I agree that it is meant as an awareness. I also disagree with baby steps are for babies. You have to work within your means. I don't have thousands of dollars to pay for plant seed\plugs and or for someone to plant them. I have .28 acres to transition from grass to a pollinator paradise. So, I leave "weedy" patches and mow around those. Is that ideal? No. But the dandelions, clover, thistles, and field madder (among others that come up in succession) serve a much greater purpose that just ... Grass.
As I am able to with time and money, those areas will be converted into proper meadow areas. Until then, I keep an eye on it and once the grasses are too tall or the flowers changing over, I go in with a mower or weedwacker and manage the land.
Some will call that baby steps. I call it doing the best I can with what I have at the moment.

Michelle
5/6/2023 03:49:58 pm

Apple, I appreciate your contribution here! Maybe using "ageist" metaphors isn't helpful in this context, since I read your plan and think it sounds thoughtful and "mature," including how you are taking into context your financial, floral, temporal, and other resources. Thanks for sharing!

Charles F.
5/14/2023 11:49:41 pm

thousands of dollars for bulbs and seeds? Jeez where do you live haha. I can get packs of bulbs for less than $50 and all establish very well.

judy parks
5/11/2023 08:08:24 pm

Thank you, Ms. McMahon!

Leslie Fiddler
5/6/2023 09:27:10 am

Thanks very much for this timely and useful piece. Our HOA’s eco- friendly committee will discuss this and share it with our community.

Adrienne Boullianne
5/6/2023 02:42:59 pm

BV- are you the one who coined the phrase ‘rethink pretty?’
I often quote that in write ups i do and would like to give credit. Thx. Youre a great writer!

Benjamin Vogt
5/6/2023 02:46:10 pm

Yep. It's on shirts too.

mary davis
5/7/2023 06:55:49 am

"The no mow May continues to frustrate."

How is this measured and what demographic is it frustrating?
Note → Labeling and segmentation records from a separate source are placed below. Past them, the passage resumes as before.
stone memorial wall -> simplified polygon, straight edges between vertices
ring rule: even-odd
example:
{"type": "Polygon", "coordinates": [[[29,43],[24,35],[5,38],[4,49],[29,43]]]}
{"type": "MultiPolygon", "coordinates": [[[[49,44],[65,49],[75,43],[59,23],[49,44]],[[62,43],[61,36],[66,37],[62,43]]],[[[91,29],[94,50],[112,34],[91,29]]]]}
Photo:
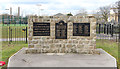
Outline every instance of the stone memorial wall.
{"type": "Polygon", "coordinates": [[[29,18],[28,23],[26,53],[94,53],[94,18],[34,17],[29,18]]]}

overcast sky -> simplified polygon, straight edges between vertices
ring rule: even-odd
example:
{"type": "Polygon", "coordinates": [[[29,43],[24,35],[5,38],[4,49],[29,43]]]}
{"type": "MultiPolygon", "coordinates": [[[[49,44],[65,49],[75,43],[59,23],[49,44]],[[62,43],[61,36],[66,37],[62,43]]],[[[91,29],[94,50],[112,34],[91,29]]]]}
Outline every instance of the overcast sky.
{"type": "Polygon", "coordinates": [[[81,9],[86,9],[89,14],[97,10],[101,6],[107,6],[118,0],[1,0],[0,14],[9,13],[12,7],[12,14],[17,14],[18,6],[21,8],[21,15],[39,14],[53,15],[56,13],[72,13],[76,14],[81,9]],[[37,6],[37,5],[41,6],[37,6]],[[39,9],[43,9],[39,11],[39,9]]]}

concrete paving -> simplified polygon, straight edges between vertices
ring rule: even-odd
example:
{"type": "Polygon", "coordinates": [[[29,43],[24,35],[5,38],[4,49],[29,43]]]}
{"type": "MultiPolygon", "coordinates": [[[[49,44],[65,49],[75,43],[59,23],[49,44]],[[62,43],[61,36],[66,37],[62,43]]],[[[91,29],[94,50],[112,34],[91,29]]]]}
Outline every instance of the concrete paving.
{"type": "Polygon", "coordinates": [[[102,49],[94,54],[24,54],[26,48],[10,57],[8,67],[117,67],[116,59],[102,49]]]}

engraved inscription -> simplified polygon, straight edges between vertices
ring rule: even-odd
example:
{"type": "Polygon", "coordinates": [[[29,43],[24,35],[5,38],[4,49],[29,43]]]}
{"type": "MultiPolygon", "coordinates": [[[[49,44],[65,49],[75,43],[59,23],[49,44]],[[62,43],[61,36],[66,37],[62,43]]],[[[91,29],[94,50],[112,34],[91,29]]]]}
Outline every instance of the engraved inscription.
{"type": "Polygon", "coordinates": [[[90,36],[90,23],[73,23],[73,36],[90,36]]]}
{"type": "Polygon", "coordinates": [[[50,36],[50,23],[34,22],[33,36],[50,36]]]}
{"type": "Polygon", "coordinates": [[[67,39],[67,23],[64,23],[64,21],[60,21],[59,23],[56,23],[55,38],[67,39]]]}

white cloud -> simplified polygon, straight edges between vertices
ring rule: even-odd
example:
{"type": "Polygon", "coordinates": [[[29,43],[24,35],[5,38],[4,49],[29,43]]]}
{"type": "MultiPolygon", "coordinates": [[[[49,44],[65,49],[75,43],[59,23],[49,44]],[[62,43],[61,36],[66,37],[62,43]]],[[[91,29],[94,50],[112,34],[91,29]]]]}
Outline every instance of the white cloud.
{"type": "MultiPolygon", "coordinates": [[[[12,7],[13,14],[17,13],[18,6],[21,7],[21,13],[39,14],[39,7],[36,4],[41,4],[42,14],[55,14],[58,12],[76,14],[81,8],[85,8],[89,13],[96,10],[100,6],[106,6],[117,0],[1,0],[0,13],[5,13],[6,8],[12,7]]],[[[9,11],[7,11],[9,13],[9,11]]]]}

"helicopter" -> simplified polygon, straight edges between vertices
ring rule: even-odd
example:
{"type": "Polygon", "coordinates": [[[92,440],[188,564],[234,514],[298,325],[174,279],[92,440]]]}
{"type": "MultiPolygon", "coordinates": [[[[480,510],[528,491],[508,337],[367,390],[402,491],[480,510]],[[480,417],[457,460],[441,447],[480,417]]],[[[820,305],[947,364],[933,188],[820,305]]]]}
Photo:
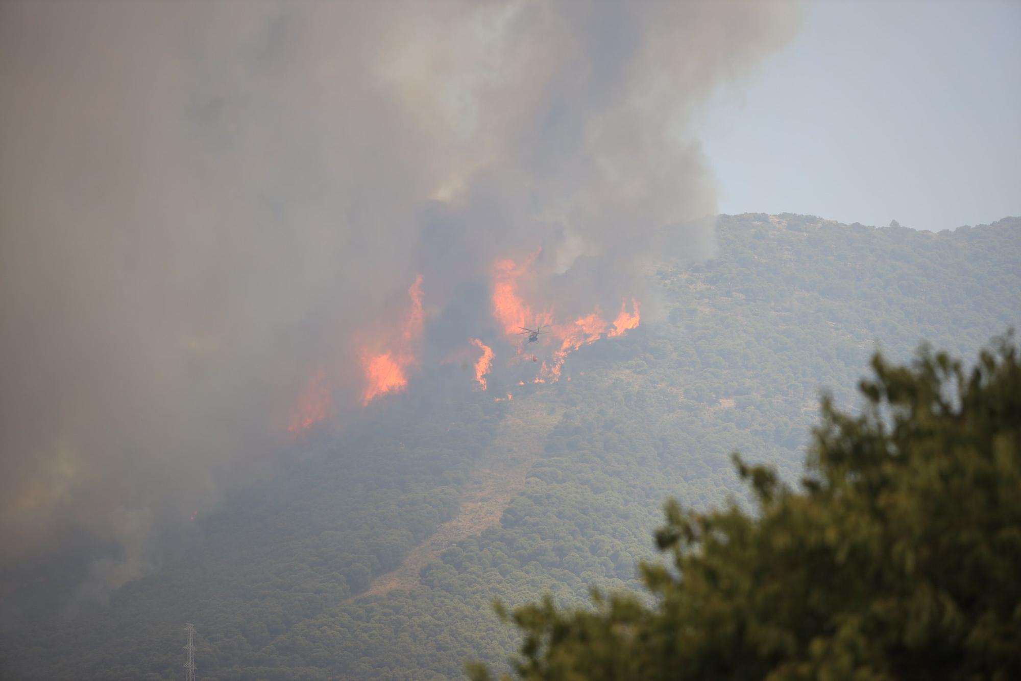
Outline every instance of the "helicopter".
{"type": "Polygon", "coordinates": [[[539,339],[539,334],[540,333],[549,333],[549,331],[543,331],[542,330],[546,326],[549,326],[549,324],[540,324],[539,327],[535,328],[535,329],[525,328],[524,326],[519,326],[518,328],[521,329],[521,333],[519,333],[518,335],[524,335],[524,334],[528,333],[528,342],[529,343],[535,343],[536,340],[539,339]]]}

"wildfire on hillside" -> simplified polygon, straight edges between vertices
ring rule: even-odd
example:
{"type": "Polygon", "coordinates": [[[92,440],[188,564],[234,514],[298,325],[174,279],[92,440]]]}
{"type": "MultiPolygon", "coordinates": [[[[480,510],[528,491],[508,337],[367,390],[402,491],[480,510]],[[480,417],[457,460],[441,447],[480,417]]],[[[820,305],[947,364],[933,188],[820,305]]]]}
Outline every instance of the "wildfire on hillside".
{"type": "Polygon", "coordinates": [[[482,351],[482,357],[475,363],[475,380],[482,390],[486,390],[486,374],[493,365],[493,349],[478,338],[472,338],[472,345],[482,351]]]}
{"type": "MultiPolygon", "coordinates": [[[[552,383],[561,378],[564,363],[568,356],[582,348],[604,337],[623,335],[628,330],[636,328],[640,321],[640,306],[637,300],[621,301],[620,312],[610,321],[603,316],[598,306],[587,314],[577,315],[561,321],[564,316],[557,315],[557,302],[554,294],[541,290],[537,285],[540,281],[535,272],[536,261],[541,251],[537,249],[521,261],[504,258],[496,260],[490,271],[490,313],[493,321],[502,331],[505,350],[513,351],[508,363],[536,363],[536,373],[524,376],[516,382],[524,385],[552,383]],[[537,290],[537,288],[539,290],[537,290]],[[545,293],[545,296],[543,296],[545,293]],[[550,300],[552,299],[552,300],[550,300]],[[532,338],[530,331],[539,330],[532,338]],[[534,352],[525,352],[525,348],[535,348],[534,352]]],[[[357,357],[360,362],[362,385],[360,403],[370,403],[407,389],[409,372],[420,364],[419,345],[425,329],[423,307],[423,277],[419,275],[407,289],[407,307],[399,326],[391,325],[391,332],[382,339],[375,342],[361,340],[357,357]]],[[[382,324],[385,327],[385,324],[382,324]]],[[[466,346],[454,350],[450,357],[460,356],[466,369],[474,369],[474,380],[479,390],[489,387],[487,376],[493,371],[500,347],[487,345],[478,337],[470,337],[466,346]],[[481,351],[481,355],[468,359],[466,354],[481,351]]],[[[444,360],[448,361],[448,360],[444,360]]],[[[309,379],[304,392],[297,399],[289,421],[288,430],[300,434],[315,423],[325,420],[334,409],[337,385],[331,380],[334,374],[326,370],[317,371],[309,379]]],[[[497,402],[513,399],[495,398],[497,402]]]]}

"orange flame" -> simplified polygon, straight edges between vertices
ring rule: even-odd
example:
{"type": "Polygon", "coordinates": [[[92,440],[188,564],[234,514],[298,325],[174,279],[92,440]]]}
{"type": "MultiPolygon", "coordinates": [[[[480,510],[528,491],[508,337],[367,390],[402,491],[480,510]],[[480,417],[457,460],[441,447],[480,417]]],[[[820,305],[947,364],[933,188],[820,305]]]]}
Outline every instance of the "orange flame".
{"type": "Polygon", "coordinates": [[[631,314],[628,314],[625,306],[626,302],[621,301],[621,314],[617,315],[617,319],[614,320],[614,328],[610,331],[610,337],[612,338],[624,335],[624,332],[630,329],[638,328],[640,307],[638,301],[631,299],[631,309],[633,311],[631,314]]]}
{"type": "Polygon", "coordinates": [[[287,426],[287,432],[296,435],[307,430],[326,418],[332,406],[333,390],[326,371],[321,369],[311,377],[305,392],[298,398],[298,404],[291,415],[291,423],[287,426]]]}
{"type": "Polygon", "coordinates": [[[361,404],[367,405],[381,395],[399,393],[407,388],[404,368],[414,361],[415,358],[408,355],[393,356],[390,353],[363,356],[361,366],[367,384],[361,394],[361,404]]]}
{"type": "Polygon", "coordinates": [[[407,388],[405,371],[417,362],[410,345],[422,334],[423,326],[421,274],[407,289],[407,296],[411,299],[411,309],[401,326],[399,349],[377,354],[363,350],[361,353],[361,368],[366,374],[362,405],[368,405],[381,395],[399,393],[407,388]]]}
{"type": "Polygon", "coordinates": [[[503,325],[507,335],[517,334],[524,327],[532,328],[532,324],[549,321],[548,313],[537,317],[518,294],[518,281],[531,269],[538,255],[536,251],[521,265],[509,259],[493,263],[493,317],[503,325]]]}
{"type": "Polygon", "coordinates": [[[475,379],[482,390],[486,390],[486,374],[493,365],[493,349],[478,338],[470,338],[472,345],[482,351],[482,357],[475,363],[475,379]]]}

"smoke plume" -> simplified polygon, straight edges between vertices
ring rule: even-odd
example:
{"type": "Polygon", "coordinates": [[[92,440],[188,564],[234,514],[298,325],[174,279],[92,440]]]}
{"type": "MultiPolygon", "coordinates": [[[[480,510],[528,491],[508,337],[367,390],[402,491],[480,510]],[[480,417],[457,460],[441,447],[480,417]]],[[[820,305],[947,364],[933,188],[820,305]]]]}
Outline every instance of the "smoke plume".
{"type": "Polygon", "coordinates": [[[386,399],[367,357],[414,379],[416,282],[419,330],[465,346],[499,330],[494,263],[533,254],[536,310],[637,323],[652,244],[709,240],[672,229],[715,213],[699,106],[796,21],[789,2],[0,5],[3,560],[87,534],[123,549],[97,588],[133,579],[144,536],[260,474],[303,410],[386,399]]]}

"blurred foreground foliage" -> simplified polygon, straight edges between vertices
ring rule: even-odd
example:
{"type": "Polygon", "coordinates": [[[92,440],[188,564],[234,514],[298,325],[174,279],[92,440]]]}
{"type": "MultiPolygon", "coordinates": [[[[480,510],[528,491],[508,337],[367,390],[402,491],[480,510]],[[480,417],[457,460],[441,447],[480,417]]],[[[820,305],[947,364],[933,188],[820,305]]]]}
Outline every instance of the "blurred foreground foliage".
{"type": "MultiPolygon", "coordinates": [[[[758,512],[667,505],[653,597],[508,616],[523,679],[1021,678],[1021,366],[873,359],[865,406],[823,401],[800,489],[735,455],[758,512]]],[[[477,681],[490,678],[471,668],[477,681]]],[[[508,677],[507,677],[508,678],[508,677]]]]}

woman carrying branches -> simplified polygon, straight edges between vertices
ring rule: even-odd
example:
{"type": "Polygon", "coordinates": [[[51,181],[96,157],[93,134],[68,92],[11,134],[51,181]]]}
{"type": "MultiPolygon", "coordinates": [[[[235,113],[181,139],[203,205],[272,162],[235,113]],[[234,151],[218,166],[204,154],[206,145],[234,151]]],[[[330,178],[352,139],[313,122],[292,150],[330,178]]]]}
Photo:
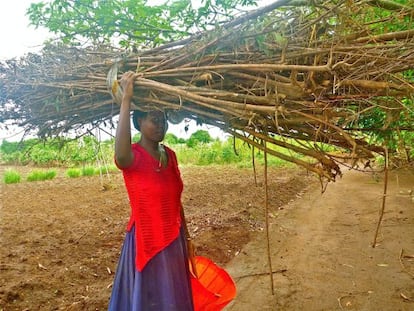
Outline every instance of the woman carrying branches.
{"type": "Polygon", "coordinates": [[[131,143],[134,80],[133,72],[120,80],[115,162],[124,175],[131,217],[108,310],[193,310],[188,263],[194,248],[181,204],[183,183],[176,155],[161,144],[167,130],[163,111],[135,110],[133,124],[141,139],[131,143]]]}

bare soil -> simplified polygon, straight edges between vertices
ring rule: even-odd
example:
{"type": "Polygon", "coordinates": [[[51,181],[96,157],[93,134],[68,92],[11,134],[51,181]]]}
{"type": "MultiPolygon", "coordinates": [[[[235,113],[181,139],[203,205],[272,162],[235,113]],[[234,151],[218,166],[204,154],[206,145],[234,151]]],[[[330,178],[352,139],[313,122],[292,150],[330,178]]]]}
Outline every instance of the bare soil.
{"type": "MultiPolygon", "coordinates": [[[[226,309],[414,310],[412,168],[390,174],[375,248],[381,176],[346,172],[322,195],[305,172],[271,169],[273,295],[262,170],[181,172],[196,252],[237,284],[226,309]]],[[[106,309],[129,217],[121,173],[59,175],[1,186],[0,310],[106,309]]]]}

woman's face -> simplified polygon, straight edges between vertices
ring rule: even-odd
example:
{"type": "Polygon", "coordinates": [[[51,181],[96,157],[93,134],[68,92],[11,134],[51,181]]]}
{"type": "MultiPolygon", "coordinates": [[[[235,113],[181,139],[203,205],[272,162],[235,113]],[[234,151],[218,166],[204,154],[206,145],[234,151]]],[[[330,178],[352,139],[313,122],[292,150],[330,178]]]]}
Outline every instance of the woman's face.
{"type": "Polygon", "coordinates": [[[167,132],[167,119],[162,111],[150,111],[146,117],[138,119],[141,135],[154,142],[164,139],[167,132]]]}

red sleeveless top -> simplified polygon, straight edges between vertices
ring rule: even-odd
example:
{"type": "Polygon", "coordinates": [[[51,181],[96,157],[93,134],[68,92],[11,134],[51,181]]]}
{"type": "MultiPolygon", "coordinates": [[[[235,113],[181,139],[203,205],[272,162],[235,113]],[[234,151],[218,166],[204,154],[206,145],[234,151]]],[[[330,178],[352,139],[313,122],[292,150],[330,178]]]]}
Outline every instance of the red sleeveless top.
{"type": "Polygon", "coordinates": [[[159,167],[141,145],[133,144],[134,162],[121,168],[131,206],[127,230],[135,224],[135,264],[142,271],[148,261],[174,241],[181,226],[183,182],[170,148],[167,167],[159,167]]]}

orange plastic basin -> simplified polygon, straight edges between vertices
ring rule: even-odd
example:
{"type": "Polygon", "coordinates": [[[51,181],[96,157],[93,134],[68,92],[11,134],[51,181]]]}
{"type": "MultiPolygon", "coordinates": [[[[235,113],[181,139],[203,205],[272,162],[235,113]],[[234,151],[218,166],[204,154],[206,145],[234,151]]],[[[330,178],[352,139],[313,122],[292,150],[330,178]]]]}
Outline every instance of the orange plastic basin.
{"type": "Polygon", "coordinates": [[[191,277],[195,311],[222,310],[236,296],[230,275],[210,259],[196,256],[198,278],[191,277]]]}

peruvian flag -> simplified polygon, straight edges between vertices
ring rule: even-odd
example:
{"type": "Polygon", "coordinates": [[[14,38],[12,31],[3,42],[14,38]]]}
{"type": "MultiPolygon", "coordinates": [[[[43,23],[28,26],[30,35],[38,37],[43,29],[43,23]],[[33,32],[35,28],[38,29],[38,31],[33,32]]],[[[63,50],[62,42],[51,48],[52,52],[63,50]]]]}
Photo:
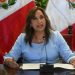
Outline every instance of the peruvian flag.
{"type": "MultiPolygon", "coordinates": [[[[49,0],[46,13],[50,18],[53,29],[58,30],[66,38],[71,49],[75,51],[75,8],[71,8],[69,0],[49,0]],[[72,26],[72,34],[68,27],[72,26]]],[[[75,3],[75,0],[70,0],[75,3]]]]}
{"type": "MultiPolygon", "coordinates": [[[[0,0],[0,3],[8,0],[0,0]]],[[[16,0],[8,9],[0,7],[0,63],[3,55],[9,52],[25,27],[28,12],[35,6],[33,0],[16,0]]]]}

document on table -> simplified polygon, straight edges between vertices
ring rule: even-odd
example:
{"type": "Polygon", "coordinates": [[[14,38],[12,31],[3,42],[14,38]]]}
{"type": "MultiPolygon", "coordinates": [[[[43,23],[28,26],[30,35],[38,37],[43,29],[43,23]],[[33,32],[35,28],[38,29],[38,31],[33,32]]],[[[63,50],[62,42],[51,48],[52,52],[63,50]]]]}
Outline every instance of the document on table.
{"type": "MultiPolygon", "coordinates": [[[[41,64],[45,64],[45,63],[41,63],[41,64]]],[[[71,64],[55,63],[53,65],[54,68],[64,68],[64,69],[71,69],[71,70],[75,69],[71,64]]],[[[40,63],[27,63],[27,64],[23,64],[20,68],[24,70],[40,69],[40,63]]]]}

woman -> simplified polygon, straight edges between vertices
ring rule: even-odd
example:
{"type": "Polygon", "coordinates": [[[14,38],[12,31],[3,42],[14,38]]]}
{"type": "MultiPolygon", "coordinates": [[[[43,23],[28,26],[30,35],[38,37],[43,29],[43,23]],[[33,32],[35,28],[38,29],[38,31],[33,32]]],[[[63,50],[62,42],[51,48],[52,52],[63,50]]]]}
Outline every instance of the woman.
{"type": "Polygon", "coordinates": [[[56,63],[59,55],[75,66],[75,56],[58,31],[53,31],[48,16],[40,7],[33,8],[26,20],[25,33],[16,40],[12,50],[4,56],[10,67],[18,67],[20,56],[24,63],[56,63]]]}

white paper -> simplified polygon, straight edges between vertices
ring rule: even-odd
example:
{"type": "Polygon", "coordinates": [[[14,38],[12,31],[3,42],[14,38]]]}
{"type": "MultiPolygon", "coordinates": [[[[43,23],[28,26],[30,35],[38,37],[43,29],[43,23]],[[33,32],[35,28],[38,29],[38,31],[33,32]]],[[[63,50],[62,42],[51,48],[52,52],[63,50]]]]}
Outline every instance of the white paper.
{"type": "MultiPolygon", "coordinates": [[[[41,64],[45,64],[45,63],[41,63],[41,64]]],[[[56,67],[60,67],[60,68],[64,68],[64,69],[75,69],[73,67],[73,65],[71,64],[62,64],[62,63],[55,63],[54,64],[54,68],[56,67]]],[[[28,69],[40,69],[40,63],[27,63],[27,64],[23,64],[21,67],[21,69],[24,70],[28,70],[28,69]]]]}

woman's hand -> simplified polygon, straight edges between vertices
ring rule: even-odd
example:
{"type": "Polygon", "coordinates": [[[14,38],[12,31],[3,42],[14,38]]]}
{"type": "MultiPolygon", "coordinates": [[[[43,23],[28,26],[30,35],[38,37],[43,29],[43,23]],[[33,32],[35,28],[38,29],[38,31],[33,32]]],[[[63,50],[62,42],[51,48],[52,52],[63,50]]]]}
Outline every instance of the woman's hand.
{"type": "Polygon", "coordinates": [[[19,65],[11,58],[7,58],[4,61],[4,65],[10,67],[10,68],[14,68],[14,69],[18,69],[19,65]]]}
{"type": "Polygon", "coordinates": [[[70,64],[72,64],[75,67],[75,58],[70,60],[70,64]]]}

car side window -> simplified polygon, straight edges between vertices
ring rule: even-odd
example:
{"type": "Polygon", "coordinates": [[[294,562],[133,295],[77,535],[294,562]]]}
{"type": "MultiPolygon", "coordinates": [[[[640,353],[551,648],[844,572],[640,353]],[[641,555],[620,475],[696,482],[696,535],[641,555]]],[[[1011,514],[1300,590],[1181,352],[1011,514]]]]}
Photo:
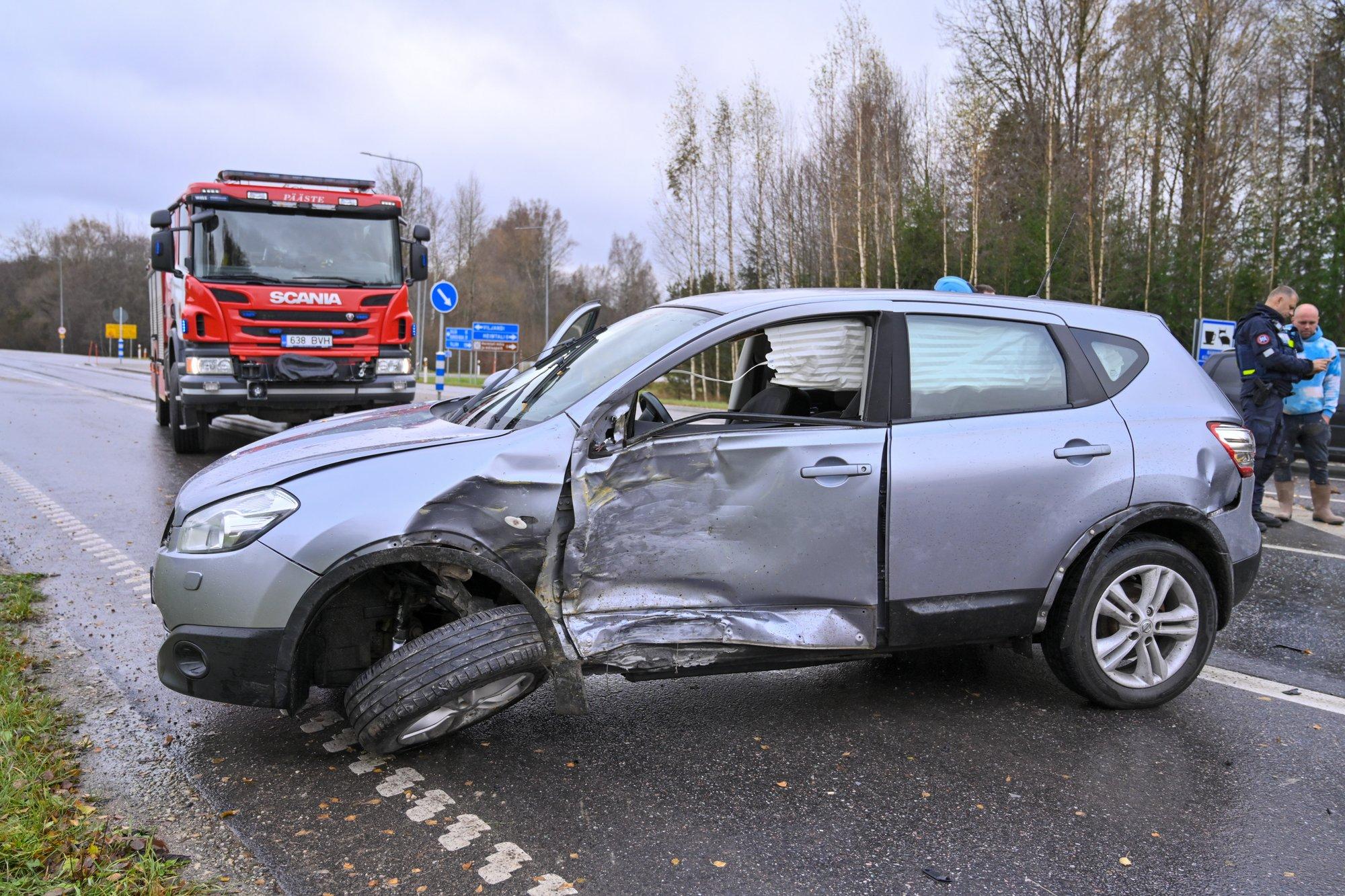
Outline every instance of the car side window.
{"type": "Polygon", "coordinates": [[[1108,397],[1128,386],[1149,363],[1149,352],[1134,339],[1096,330],[1075,328],[1073,334],[1108,397]]]}
{"type": "Polygon", "coordinates": [[[1065,361],[1045,326],[909,315],[911,416],[967,417],[1069,404],[1065,361]]]}

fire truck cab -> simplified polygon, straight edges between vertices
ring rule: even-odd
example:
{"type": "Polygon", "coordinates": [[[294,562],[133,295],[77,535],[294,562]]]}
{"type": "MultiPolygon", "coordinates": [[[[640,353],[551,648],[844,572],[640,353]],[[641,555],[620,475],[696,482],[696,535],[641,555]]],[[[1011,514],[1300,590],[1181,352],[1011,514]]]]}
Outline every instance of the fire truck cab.
{"type": "Polygon", "coordinates": [[[414,398],[408,284],[428,276],[429,230],[404,235],[401,199],[373,190],[221,171],[151,215],[149,367],[176,452],[203,451],[219,414],[304,422],[414,398]]]}

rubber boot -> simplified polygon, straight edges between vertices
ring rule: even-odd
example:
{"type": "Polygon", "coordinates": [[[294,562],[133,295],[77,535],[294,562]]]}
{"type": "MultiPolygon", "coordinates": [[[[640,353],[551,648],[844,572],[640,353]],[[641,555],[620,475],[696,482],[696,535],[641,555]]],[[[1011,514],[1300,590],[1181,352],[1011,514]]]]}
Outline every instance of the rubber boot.
{"type": "Polygon", "coordinates": [[[1291,519],[1294,517],[1294,480],[1279,482],[1276,479],[1275,498],[1279,500],[1279,510],[1275,511],[1275,518],[1291,519]]]}
{"type": "Polygon", "coordinates": [[[1313,519],[1317,522],[1330,523],[1333,526],[1340,526],[1345,523],[1345,517],[1337,517],[1332,513],[1332,487],[1318,486],[1313,483],[1313,519]]]}

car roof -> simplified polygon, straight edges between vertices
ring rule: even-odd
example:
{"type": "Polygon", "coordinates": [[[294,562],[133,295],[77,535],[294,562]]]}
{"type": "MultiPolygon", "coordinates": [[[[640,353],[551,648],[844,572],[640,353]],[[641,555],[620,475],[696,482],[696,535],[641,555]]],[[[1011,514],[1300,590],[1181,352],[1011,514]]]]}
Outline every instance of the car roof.
{"type": "Polygon", "coordinates": [[[1061,301],[1056,299],[1038,299],[1036,296],[1005,296],[998,293],[966,293],[966,292],[935,292],[932,289],[854,289],[854,288],[804,288],[804,289],[738,289],[734,292],[712,292],[699,296],[686,296],[664,303],[667,305],[683,308],[702,308],[714,313],[728,315],[746,309],[777,308],[781,305],[804,304],[815,301],[845,301],[845,300],[889,300],[894,305],[893,311],[900,311],[901,303],[929,303],[936,301],[946,305],[964,305],[967,308],[1014,308],[1018,311],[1040,311],[1059,315],[1071,324],[1093,326],[1102,324],[1114,315],[1123,315],[1124,319],[1134,320],[1137,315],[1158,318],[1158,315],[1145,311],[1127,311],[1123,308],[1107,308],[1102,305],[1088,305],[1077,301],[1061,301]]]}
"What you WILL get are a host of plants with marginal to little benefit"

I take issue with your crystal ball of what WILL happen across the United States. That WILL is pretty definitive, yet my natural “grass” is dandelions, violets, strawberries, creeping something that is purple flowers. Might you change the WILL to MIGHT? When mowing begins again in June it will kill any woody seedlings.

"There’s little chance a neighbor will look at your “let go” lawn and think wow that is cool."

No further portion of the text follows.